Deutschland muss in seinem zweiten Spiel der WM 2014 gegen Ghana ran (Sa., 21 Uhr im LIVE-TICKER). Das Aufeinandertreffen mit den Black Stars steht natürlich im Zeichen des Bruderduells. Es geht aber auch um die Begegnung zweier Kniepatienten, die Frage fummeln oder rennen und das vielleicht größte Mismatch der WM.
spoxTorhüter: Neuer vs. Kwarasey
Auf der einen Seite der Welttorhüter, auf der anderen Seite der beste Torhüter der norwegischen Liga 2013. Trotzdem ein klares Mismatch.
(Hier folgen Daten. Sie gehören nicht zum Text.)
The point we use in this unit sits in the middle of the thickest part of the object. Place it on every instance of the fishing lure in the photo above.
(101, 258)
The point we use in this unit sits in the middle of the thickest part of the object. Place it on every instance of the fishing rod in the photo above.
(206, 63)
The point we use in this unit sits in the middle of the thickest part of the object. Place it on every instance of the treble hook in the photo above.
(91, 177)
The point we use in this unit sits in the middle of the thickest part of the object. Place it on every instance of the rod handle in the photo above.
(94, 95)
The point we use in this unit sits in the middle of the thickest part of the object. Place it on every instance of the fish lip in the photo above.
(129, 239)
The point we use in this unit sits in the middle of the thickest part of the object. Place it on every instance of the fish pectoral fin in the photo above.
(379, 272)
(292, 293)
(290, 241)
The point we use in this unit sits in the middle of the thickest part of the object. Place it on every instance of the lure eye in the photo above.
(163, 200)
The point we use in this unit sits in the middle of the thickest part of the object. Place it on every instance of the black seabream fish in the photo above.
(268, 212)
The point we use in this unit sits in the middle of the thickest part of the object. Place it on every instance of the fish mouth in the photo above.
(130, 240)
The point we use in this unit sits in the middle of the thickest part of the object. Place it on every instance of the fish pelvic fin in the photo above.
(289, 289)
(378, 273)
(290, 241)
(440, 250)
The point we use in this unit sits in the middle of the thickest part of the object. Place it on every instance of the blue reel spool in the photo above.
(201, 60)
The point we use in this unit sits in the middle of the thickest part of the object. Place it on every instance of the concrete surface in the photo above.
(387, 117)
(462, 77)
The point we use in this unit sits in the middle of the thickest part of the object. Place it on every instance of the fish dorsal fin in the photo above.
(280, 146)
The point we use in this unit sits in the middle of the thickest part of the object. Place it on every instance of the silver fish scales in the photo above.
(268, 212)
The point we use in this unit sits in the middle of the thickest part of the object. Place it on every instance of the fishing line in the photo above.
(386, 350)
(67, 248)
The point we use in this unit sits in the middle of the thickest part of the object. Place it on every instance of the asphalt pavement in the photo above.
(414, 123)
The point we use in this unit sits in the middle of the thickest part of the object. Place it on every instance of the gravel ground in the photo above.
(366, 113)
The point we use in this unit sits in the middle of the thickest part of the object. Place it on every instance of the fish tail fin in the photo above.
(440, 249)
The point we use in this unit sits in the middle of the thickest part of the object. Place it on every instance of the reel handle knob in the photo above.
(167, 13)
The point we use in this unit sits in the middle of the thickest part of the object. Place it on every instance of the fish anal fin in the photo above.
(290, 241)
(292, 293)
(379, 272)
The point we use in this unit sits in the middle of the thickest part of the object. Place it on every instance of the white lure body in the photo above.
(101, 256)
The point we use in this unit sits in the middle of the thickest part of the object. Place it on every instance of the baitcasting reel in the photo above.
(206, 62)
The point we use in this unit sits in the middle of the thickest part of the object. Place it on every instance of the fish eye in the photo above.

Neuer ist mit einem ruhigen Nachmittag gegen Portugal ins Turnier gestartet und konnte sich nach seiner Schulterverletzung Wettkampfpraxis holen. Bei den wenigen Prüfungen durch Cristiano Ronaldo war er auf dem Posten.
Auch Kwarasey leistete sich zum Auftakt gegen die USA keinen gravierenden Fehler, konnte die Niederlage seiner Mannschaft aber auch nicht verhindern. Mit einem etwas besseren Stellungsspiel hätte er vielleicht einen der beiden Gegentreffer vermeiden können. Strafraumbeherrschung ist wie bei vielen afrikanischen Torhütern ohnehin nicht seine Stärke.
Erstaunlich: Der in Oslo geborene Kwarasey kam in der Qualifikation nur zu zwei Einsätzen, da stand noch Fatawu Dauda von den Orlando Pirates aus Südafrika zwischen den Pfosten.
Vorteil Deutschland
Innenverteidiger: Mertesacker/Boateng vs. Boye/Mensah
Noch ist nicht klar, ob Mats Hummels nach seiner Oberschenkelverletzung spielen kann. Am Donnerstag trainierte er nicht mit der Mannschaft, beim Abschlusstraining war er wieder dabei. Joachim Löw wird aber wohl kein Risiko eingehen. Wahrscheinlicher ist, dass Jerome Boateng von rechts in die Mitte rückt und der Seite von Mertesacker verteidigt.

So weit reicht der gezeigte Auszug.